The one aspect of his public persona that hasn’t much changed is his naked racism, although even that has become boring. He’s now desperately trying to slice-and-dice the American electorate so he can pit separate groups of people against each other or suck up to whatever faction he thinks might save his doomed candidacy.
He’s trying to appeal to boomers by saying he’ll repeal the income tax Reagan put on Social Security; it’s not working because boomers remember that every one of the four budgets his administration produced when he was president called for radical cuts in Social Security.
He thinks he can ingratiate himself with Jews by saying that Kamala Harris “doesn’t like Jewish people” when most Americans know she’s married to one. When that didn’t work, he tried sucking up to Benjamin Netanyahu and inviting him to Mar-a-Lago; most Americans realize that both men are spinning political plates in the air as fast as they can to avoid going to prison for corruption. Now he just sounds like an aging antisemite afraid of jail.
He believes young people will swoon when he says he wants to eliminate income taxes on tips, but most young workers are still old enough to remember that in 2020, as the Economic Policy Institute noted in their headline, “Trump administration finalizes regulation that will cost tipped workers more than $700 million annually.”
He thinks trash-talking women, calling them “nasty” and other epithets, will bond men to him; instead, they imagine him bursting in on their mothers, sisters, wives, or daughters in a Bergdorf-Goodman dressing room.

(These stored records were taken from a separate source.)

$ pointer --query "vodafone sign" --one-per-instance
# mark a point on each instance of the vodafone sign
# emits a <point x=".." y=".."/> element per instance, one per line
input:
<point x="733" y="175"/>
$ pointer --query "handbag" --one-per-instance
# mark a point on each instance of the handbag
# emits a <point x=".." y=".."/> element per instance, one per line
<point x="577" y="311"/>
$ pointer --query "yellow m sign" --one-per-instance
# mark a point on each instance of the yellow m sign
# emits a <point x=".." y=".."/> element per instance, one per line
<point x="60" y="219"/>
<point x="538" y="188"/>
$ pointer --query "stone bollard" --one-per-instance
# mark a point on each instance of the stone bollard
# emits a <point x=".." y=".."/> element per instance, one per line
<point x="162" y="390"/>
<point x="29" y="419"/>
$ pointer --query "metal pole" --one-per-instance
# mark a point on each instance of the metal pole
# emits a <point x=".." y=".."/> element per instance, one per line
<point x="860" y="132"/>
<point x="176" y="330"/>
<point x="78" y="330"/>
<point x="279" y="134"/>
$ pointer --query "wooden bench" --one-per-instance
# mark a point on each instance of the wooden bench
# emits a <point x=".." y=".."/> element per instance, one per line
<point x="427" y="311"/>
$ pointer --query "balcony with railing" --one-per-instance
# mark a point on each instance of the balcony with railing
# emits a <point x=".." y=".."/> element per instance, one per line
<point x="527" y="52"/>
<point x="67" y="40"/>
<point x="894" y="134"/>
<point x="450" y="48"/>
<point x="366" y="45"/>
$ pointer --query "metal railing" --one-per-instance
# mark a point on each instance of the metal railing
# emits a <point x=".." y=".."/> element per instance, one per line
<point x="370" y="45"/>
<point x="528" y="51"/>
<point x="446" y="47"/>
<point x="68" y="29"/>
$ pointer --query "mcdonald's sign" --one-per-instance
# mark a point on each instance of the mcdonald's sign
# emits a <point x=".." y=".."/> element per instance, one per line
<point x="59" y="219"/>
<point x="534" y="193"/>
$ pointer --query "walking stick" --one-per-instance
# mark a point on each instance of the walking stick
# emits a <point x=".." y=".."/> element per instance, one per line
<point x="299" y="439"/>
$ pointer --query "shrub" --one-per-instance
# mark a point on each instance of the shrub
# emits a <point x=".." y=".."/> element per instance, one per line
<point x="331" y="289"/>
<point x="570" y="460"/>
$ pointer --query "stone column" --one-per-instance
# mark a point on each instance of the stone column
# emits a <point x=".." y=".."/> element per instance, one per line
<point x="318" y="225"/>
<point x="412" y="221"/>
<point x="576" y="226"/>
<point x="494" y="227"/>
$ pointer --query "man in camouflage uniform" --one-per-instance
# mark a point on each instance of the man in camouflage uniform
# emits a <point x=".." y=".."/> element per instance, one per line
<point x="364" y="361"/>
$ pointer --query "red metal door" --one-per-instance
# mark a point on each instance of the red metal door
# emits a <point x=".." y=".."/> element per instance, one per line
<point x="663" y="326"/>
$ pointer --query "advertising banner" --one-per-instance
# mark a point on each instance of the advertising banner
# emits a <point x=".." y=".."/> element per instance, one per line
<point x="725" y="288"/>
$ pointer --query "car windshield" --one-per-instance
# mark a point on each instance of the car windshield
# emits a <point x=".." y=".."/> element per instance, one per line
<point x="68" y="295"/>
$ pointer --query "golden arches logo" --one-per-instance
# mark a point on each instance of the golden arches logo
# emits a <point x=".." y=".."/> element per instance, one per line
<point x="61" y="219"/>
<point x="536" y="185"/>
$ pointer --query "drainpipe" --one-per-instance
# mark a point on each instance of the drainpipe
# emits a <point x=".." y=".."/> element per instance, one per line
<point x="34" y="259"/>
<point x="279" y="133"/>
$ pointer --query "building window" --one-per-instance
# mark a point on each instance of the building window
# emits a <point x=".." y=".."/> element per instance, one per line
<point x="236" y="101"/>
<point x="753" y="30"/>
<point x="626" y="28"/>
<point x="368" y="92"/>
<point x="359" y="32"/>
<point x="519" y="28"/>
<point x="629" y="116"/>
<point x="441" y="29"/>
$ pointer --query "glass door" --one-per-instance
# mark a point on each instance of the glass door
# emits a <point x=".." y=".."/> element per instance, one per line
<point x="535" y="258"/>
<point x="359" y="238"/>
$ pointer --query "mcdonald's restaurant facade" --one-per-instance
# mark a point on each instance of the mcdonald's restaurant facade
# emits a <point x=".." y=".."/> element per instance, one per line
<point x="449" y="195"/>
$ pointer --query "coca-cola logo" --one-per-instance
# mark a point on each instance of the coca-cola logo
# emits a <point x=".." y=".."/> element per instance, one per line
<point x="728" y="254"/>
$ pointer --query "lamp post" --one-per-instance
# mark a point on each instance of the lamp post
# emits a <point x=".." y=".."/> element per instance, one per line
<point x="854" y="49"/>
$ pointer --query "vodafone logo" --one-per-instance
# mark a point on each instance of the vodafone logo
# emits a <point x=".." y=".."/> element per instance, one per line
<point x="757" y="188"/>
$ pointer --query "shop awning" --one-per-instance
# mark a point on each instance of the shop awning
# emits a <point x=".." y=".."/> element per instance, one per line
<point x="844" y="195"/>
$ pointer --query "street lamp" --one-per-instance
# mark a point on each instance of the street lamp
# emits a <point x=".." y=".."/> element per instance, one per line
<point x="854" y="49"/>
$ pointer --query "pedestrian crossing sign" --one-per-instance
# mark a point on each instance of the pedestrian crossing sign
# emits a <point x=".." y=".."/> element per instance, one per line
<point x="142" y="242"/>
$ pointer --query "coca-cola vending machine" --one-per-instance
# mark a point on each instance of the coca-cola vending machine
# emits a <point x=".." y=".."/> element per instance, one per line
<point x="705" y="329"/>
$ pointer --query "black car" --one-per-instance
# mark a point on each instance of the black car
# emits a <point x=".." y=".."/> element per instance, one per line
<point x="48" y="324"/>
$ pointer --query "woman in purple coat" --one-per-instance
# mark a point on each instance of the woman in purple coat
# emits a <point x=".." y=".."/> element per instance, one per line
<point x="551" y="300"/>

In each one of these efforts to either turn Americans against each other or slice off and nail down a segment of the electorate, Trump is ignoring what most citizens are fundamentally concerned about: the physical, emotional, and fiscal health of our entire country.
Nobody — outside of his Greene/Gaetz/Boebert fan club in the House — believes his promise to pardon the people who tried to beat over 140 police officers to death is righteous; it just makes him look and sound like a sleazy, washed-up, wannabee mob boss who hates cops.
The only “new” policies Fat Elvis Trump has come up with are those brought to him by billionaires dangling campaign contributions:
— He wanted TikTok banned until billionaire Jeff Yass — the largest American investor in the platform — visited him at his shabby golf motel.
— He correctly pointed out that Bitcoin is a risky commodity rather than a currency until Bitcoin aficionados and billionaires Elon Musk, Joe Lonsdale, Doug Leone, Shaun Maguire, Antonio Gracias, and Cameron and Tyler Winklevoss came to his defense.
He doesn’t have any new vision for America: he just wants to be the star of his own version of The Apprentice, reliving the highlights from his glory days and, of course, keeping himself out of prison by taking control of the Department of Justice.
He oversaw the unnecessary deaths of a half-million Americans, giving America the second-worst Covid death rate in the world because of his incompetence.
He gave us the worst economy since the Republican Great Depression of the 1920s.
He nearly destroyed an international alliance of democracies that it took good men and women across dozens of nations — and two bloody world wars — a century to put together.
Fat Elvis Trump thinks he can keep spinning the old hits, but polls now show that — outside of his elderly white rally audiences — Americans have figured him out, are tired of his cons, and have moved on.
And it couldn’t happen at a better time: A new day is at hand if enough of us will simply show up and vote this November.